In other thoughts, things are a lot slower paced here (everything takes longer like dishes, laundry, cooking, etc. and there are less things to do or to play with). This has provided me with some great time with the kids. We have been sticking our feet in the pool and saving bugs with leaves, putting on our raincoats and playing in a midday storm, and countless coloring/sticker books and puzzles. They love to play with the kids in the apartment complex, too. We asked T who his favorite friend was. He said it was “the boy with the head.” B quickly reminded him that “everyone here has heads, T.” So, they are up to their usual antics. J

Other notables:

T has been attempting to sustain himself on two meals of instant oatmeal per day.

I learned that just because you boil water to purify it, does not mean it will taste good.

Thank you so much for your encouraging words, prayers, and posts. What amazing friends you all are! And, sorry for the long post again…can you tell I don’t have all that many people to talk to?!


  1. I love your stories! I love the giraffe pictures. So different from our zoo. :) Hug the babies in the orphange for me too.

  2. Sounds great!! I can (on a smaller but valid scale) relate to feeling like an outsider and moving into a slower pace and not understanding the social dynamics. Your attitude is inspiring, as always. You are enjoying the positive things that are popping up out of the changes and that's the best thing you can do! Please let me know if I can send you anything for your kids! Or you :) Thank you for sharing! As usual, I'm living vicariously for sure!
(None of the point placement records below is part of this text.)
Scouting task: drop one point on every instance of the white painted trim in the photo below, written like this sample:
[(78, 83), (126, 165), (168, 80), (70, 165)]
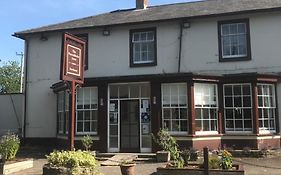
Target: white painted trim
[(198, 138)]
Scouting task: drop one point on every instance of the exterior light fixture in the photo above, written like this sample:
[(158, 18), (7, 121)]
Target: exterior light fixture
[(106, 32), (186, 25), (43, 37), (154, 100), (101, 101)]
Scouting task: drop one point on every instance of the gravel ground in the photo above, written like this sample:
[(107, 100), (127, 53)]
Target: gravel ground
[(253, 166)]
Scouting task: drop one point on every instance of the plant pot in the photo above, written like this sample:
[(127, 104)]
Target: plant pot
[(163, 156), (1, 168), (239, 170), (128, 169)]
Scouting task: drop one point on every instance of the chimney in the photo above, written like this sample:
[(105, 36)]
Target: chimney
[(141, 4)]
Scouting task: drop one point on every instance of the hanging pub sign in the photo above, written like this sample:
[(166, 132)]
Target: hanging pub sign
[(73, 59)]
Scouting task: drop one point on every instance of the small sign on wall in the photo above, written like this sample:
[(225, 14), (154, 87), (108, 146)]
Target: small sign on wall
[(73, 58)]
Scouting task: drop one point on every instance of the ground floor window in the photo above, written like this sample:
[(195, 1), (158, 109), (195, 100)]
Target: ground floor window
[(267, 107), (62, 112), (238, 107), (206, 107), (174, 107), (87, 110)]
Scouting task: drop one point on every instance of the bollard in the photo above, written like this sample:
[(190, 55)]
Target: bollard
[(206, 160)]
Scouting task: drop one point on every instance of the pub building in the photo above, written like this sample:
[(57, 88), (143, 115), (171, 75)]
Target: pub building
[(208, 74)]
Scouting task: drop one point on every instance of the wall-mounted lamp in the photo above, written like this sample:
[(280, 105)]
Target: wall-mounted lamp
[(106, 32), (186, 25), (154, 100), (101, 102), (43, 37)]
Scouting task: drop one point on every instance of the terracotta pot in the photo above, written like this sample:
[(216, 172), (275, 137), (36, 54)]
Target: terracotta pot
[(128, 169)]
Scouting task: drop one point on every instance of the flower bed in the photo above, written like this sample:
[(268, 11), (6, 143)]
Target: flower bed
[(194, 169)]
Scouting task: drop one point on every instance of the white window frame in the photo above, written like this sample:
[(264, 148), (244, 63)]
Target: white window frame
[(143, 43), (200, 104), (93, 110), (174, 107), (270, 106), (236, 35), (240, 108)]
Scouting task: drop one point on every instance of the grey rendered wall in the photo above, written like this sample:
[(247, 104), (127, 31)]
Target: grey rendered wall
[(109, 56), (11, 110)]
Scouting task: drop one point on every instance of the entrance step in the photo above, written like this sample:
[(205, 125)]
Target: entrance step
[(119, 158)]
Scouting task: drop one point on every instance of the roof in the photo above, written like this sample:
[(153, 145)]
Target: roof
[(162, 13)]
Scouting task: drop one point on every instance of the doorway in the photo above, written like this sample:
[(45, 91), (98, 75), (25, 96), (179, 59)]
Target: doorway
[(129, 126)]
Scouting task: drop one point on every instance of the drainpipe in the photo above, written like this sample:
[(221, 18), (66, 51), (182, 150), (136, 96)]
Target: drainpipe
[(25, 88), (180, 47)]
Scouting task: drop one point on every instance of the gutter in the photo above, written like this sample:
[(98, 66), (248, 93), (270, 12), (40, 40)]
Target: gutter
[(25, 88), (180, 47)]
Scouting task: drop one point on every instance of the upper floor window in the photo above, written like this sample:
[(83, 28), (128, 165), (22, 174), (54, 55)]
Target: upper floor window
[(143, 47), (234, 40)]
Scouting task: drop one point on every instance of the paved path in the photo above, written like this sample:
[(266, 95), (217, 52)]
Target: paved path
[(253, 166)]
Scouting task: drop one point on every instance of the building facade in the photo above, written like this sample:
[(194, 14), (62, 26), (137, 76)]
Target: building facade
[(206, 71)]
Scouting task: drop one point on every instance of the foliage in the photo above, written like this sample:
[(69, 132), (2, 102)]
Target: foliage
[(226, 159), (74, 160), (9, 146), (87, 142), (214, 162), (10, 77), (185, 154), (168, 143)]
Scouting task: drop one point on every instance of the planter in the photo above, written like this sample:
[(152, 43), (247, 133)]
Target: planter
[(238, 170), (163, 156), (9, 168), (52, 170), (128, 169)]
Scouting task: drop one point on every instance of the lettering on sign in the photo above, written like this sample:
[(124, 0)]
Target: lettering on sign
[(72, 68), (73, 60)]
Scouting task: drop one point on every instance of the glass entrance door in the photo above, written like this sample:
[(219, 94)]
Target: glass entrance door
[(129, 126)]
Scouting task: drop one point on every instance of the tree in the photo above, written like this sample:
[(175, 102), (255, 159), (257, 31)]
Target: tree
[(10, 77)]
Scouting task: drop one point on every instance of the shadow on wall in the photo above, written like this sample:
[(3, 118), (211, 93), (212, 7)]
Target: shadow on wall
[(11, 113)]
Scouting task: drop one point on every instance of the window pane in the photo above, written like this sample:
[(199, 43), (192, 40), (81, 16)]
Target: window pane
[(225, 29), (175, 115), (241, 28)]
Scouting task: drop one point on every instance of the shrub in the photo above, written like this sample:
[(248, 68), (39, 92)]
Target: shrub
[(168, 143), (80, 162), (226, 159), (87, 142), (9, 146), (214, 162)]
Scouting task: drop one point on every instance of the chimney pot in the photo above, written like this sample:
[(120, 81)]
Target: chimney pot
[(141, 4)]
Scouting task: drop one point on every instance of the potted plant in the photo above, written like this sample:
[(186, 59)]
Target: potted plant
[(170, 148), (220, 164), (127, 167), (71, 162)]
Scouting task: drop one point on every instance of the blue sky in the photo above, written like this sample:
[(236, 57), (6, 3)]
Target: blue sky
[(18, 15)]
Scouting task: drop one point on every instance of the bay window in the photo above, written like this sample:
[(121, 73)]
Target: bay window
[(87, 110), (267, 107), (206, 107), (238, 107), (174, 107)]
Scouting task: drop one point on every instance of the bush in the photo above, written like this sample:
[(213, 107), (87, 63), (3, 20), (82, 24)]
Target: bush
[(226, 159), (214, 162), (9, 146), (80, 162), (87, 142), (168, 143)]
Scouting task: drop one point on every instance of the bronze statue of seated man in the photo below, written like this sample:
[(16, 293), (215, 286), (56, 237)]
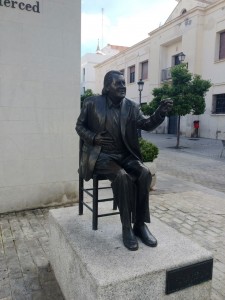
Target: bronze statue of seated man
[(108, 125)]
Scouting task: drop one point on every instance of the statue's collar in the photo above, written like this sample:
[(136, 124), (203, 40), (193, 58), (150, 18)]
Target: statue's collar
[(111, 104)]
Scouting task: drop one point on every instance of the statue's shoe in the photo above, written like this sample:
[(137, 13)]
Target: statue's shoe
[(145, 235), (129, 239)]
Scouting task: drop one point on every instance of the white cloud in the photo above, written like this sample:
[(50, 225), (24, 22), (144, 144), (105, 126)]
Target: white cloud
[(124, 30)]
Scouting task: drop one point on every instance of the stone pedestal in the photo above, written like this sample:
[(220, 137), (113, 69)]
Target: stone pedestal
[(94, 265)]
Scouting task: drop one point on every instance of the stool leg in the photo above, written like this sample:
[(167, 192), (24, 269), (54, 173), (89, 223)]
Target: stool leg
[(95, 204), (114, 205), (81, 195)]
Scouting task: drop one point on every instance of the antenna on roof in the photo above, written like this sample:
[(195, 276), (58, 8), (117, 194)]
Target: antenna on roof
[(102, 25)]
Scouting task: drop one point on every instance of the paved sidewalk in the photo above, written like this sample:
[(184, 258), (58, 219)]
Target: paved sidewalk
[(189, 197)]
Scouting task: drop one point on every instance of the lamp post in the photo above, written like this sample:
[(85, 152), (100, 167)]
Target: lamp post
[(140, 88)]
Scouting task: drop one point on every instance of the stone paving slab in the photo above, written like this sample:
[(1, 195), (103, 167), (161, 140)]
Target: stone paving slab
[(190, 198)]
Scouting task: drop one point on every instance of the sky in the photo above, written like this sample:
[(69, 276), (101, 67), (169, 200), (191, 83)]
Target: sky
[(120, 22)]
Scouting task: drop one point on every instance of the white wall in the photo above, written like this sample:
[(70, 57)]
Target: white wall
[(39, 103)]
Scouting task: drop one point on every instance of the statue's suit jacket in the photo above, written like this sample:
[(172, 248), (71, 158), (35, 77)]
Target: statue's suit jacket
[(92, 121)]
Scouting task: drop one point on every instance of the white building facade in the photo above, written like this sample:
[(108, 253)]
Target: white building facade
[(90, 60), (196, 28), (39, 102)]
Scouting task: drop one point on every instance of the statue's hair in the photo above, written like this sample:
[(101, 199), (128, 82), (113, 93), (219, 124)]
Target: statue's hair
[(108, 80)]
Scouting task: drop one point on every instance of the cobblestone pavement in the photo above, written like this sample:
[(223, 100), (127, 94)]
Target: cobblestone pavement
[(197, 161), (189, 197)]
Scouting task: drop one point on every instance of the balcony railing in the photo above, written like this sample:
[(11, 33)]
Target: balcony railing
[(166, 74)]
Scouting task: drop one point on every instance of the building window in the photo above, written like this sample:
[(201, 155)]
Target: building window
[(183, 11), (122, 71), (144, 70), (131, 74), (222, 46), (219, 104)]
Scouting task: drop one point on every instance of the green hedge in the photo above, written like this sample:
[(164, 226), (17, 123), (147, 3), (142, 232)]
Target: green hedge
[(149, 151)]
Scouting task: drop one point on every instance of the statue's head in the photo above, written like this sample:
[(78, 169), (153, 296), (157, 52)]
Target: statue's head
[(108, 79)]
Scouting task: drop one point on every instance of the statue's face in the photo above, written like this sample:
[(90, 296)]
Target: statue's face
[(117, 88)]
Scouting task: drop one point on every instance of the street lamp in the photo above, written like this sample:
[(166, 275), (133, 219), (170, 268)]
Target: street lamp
[(140, 88)]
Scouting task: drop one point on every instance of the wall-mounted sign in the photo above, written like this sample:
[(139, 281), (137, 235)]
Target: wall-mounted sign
[(21, 5)]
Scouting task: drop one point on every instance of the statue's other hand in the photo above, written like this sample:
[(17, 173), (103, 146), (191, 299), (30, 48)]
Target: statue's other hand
[(165, 106), (103, 139)]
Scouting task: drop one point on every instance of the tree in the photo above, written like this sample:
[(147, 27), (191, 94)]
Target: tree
[(86, 94), (187, 91)]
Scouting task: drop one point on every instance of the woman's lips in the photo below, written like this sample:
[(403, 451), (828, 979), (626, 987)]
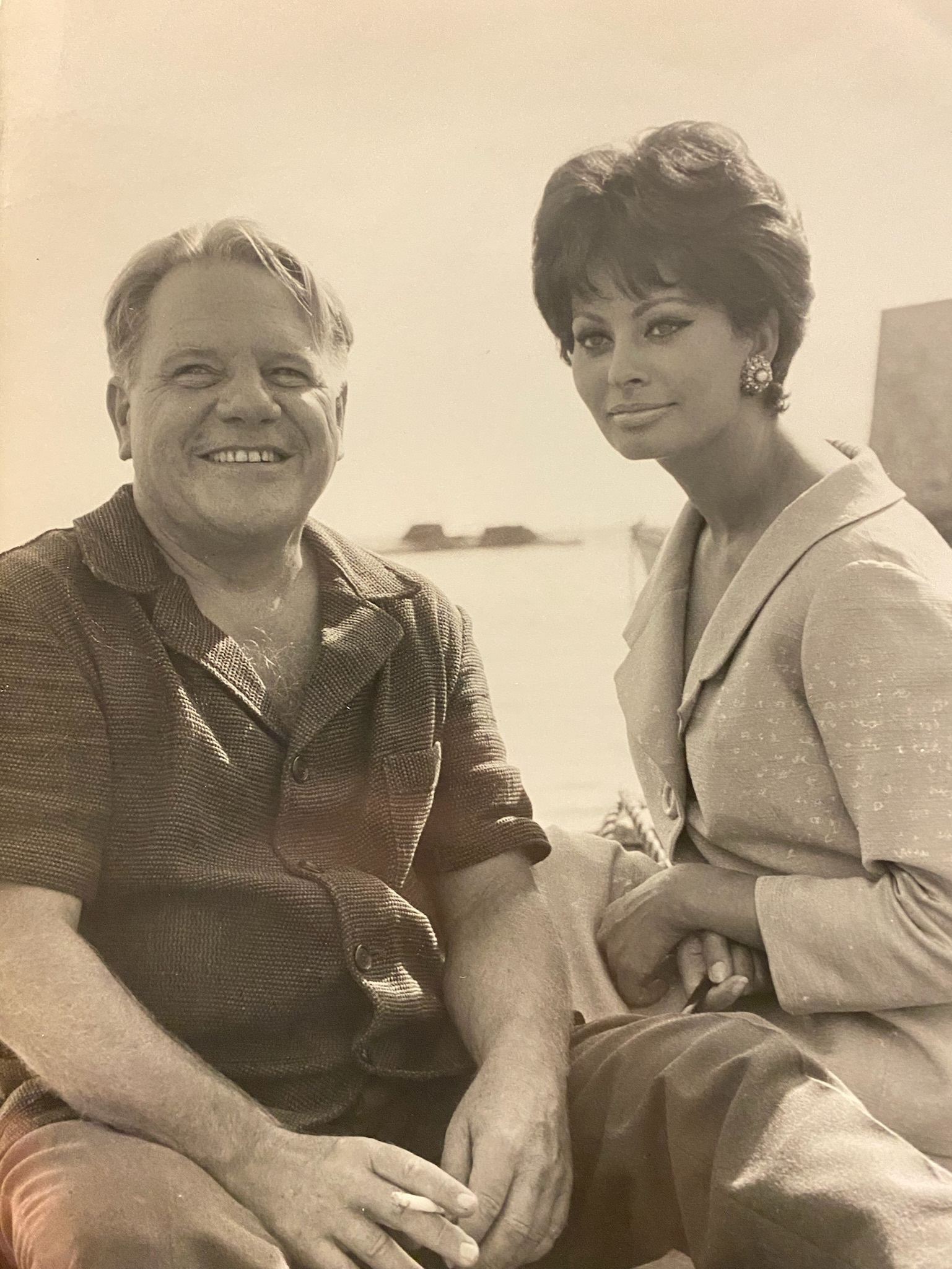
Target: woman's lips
[(637, 416)]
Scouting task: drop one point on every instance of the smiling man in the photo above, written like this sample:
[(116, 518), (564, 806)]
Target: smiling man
[(248, 772)]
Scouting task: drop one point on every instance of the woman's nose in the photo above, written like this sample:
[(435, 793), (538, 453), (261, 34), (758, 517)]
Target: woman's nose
[(247, 399), (627, 365)]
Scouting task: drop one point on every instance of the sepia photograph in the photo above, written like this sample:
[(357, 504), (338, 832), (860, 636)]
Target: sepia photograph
[(476, 635)]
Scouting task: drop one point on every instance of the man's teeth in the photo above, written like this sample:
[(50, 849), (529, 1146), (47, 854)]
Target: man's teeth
[(245, 456)]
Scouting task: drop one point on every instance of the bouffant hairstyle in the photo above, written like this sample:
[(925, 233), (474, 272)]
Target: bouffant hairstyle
[(681, 204), (127, 303)]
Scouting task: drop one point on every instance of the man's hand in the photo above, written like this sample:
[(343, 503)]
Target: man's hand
[(509, 1141), (734, 969), (637, 936), (330, 1201)]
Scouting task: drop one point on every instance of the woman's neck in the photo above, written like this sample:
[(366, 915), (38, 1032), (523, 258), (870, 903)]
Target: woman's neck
[(744, 478)]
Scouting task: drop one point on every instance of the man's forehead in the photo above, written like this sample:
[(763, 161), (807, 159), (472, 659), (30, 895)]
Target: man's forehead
[(207, 306)]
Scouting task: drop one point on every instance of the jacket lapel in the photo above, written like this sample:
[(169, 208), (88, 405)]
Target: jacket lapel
[(357, 639), (186, 630), (652, 678), (848, 494)]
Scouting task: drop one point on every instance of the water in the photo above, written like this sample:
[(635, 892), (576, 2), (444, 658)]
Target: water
[(549, 622)]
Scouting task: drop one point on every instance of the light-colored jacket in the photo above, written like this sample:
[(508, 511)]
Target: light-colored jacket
[(811, 744)]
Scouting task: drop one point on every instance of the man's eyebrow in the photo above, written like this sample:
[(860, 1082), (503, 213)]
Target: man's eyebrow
[(187, 351)]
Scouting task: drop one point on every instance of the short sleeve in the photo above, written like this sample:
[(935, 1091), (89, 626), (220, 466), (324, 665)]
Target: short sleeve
[(878, 674), (480, 808), (54, 759)]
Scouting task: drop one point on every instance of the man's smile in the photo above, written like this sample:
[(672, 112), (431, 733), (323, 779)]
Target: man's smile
[(245, 456)]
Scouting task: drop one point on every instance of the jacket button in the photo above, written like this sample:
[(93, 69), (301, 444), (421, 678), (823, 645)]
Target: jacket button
[(670, 802)]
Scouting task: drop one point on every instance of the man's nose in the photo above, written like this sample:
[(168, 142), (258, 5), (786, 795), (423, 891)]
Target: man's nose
[(629, 365), (247, 398)]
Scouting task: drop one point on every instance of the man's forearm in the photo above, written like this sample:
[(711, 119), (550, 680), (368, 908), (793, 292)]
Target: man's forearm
[(87, 1037), (505, 979)]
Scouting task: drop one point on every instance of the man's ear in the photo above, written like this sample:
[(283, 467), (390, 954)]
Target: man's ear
[(117, 403), (339, 411)]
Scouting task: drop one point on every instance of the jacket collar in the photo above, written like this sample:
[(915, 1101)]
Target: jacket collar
[(848, 494), (357, 635), (845, 495)]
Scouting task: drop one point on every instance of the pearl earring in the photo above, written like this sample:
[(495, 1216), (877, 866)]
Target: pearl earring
[(756, 376)]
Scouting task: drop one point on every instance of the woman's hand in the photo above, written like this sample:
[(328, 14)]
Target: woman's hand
[(642, 929), (734, 969)]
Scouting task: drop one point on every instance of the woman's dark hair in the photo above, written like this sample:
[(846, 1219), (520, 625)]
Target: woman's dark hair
[(682, 204)]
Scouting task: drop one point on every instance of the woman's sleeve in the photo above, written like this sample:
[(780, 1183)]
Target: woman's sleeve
[(878, 674)]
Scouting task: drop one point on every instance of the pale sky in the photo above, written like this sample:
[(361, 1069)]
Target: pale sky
[(401, 146)]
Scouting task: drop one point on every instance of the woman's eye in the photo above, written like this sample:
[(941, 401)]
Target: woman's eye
[(595, 341), (664, 326)]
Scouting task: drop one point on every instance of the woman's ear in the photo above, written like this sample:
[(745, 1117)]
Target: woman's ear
[(767, 335), (117, 403)]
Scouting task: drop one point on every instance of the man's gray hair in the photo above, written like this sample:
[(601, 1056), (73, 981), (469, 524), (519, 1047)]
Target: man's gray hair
[(127, 303)]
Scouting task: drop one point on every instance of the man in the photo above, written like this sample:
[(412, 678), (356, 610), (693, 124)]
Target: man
[(248, 772)]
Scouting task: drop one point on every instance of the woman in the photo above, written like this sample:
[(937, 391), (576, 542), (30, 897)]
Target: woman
[(788, 688)]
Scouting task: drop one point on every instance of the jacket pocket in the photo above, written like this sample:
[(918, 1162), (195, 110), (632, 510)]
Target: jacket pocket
[(410, 778)]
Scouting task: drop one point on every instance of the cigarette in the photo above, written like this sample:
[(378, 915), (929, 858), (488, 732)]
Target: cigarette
[(417, 1203)]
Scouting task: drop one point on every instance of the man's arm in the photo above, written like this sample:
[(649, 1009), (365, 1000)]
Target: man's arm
[(82, 1032), (505, 988)]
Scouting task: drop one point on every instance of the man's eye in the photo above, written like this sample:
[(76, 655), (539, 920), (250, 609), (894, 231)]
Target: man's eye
[(290, 376)]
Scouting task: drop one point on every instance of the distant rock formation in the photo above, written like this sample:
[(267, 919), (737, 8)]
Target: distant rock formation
[(507, 536), (428, 537), (912, 425)]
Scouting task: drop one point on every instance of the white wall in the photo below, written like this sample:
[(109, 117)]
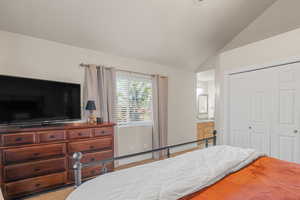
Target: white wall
[(281, 17), (271, 50), (37, 58)]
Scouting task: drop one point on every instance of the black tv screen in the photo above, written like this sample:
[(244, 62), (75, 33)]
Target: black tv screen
[(24, 100)]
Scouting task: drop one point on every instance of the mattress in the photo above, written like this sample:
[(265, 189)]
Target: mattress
[(264, 179)]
  3. Oh my goodness - you are cracking me up!! Once again, I love knowing exactly what you are going through, with the power out, battery power on the laptop, the giraffe center, the taxi drives, the boiled water! Love it! I know it can be hard... hang in there. I'm with you on the scarlet letter!! :o) Love you! Kristin

  4. Hey, I was thinking about your post after I had gotten off the PC and realized how hypocritical I was to say "Please let me know if I can send you anything for your kids! Or you." Here I am wishing I could be where you are yet I am only thinking of you and yours. So, here's my change of heart: Please let me know what I can send for those babies or the workers or your family or whoever. I'd like to send something they could use immediately but whatever, I just have to be kind of creative. I was fantasizing about possibly asking Jacob's ambulance company to assist me in sending medical supplies. I'm leaving this on your blog instead of sending you a private message in case anyone else has any ideas or networking thoughts or anything like that on the subject. I know the organizations have it under control but is there something that you as a mommy visiting with her own kids see something that an organization might skim over? Let me (us) know?

  5. love you girl! give the babies a hug for us- and make them give you a hug for us too!!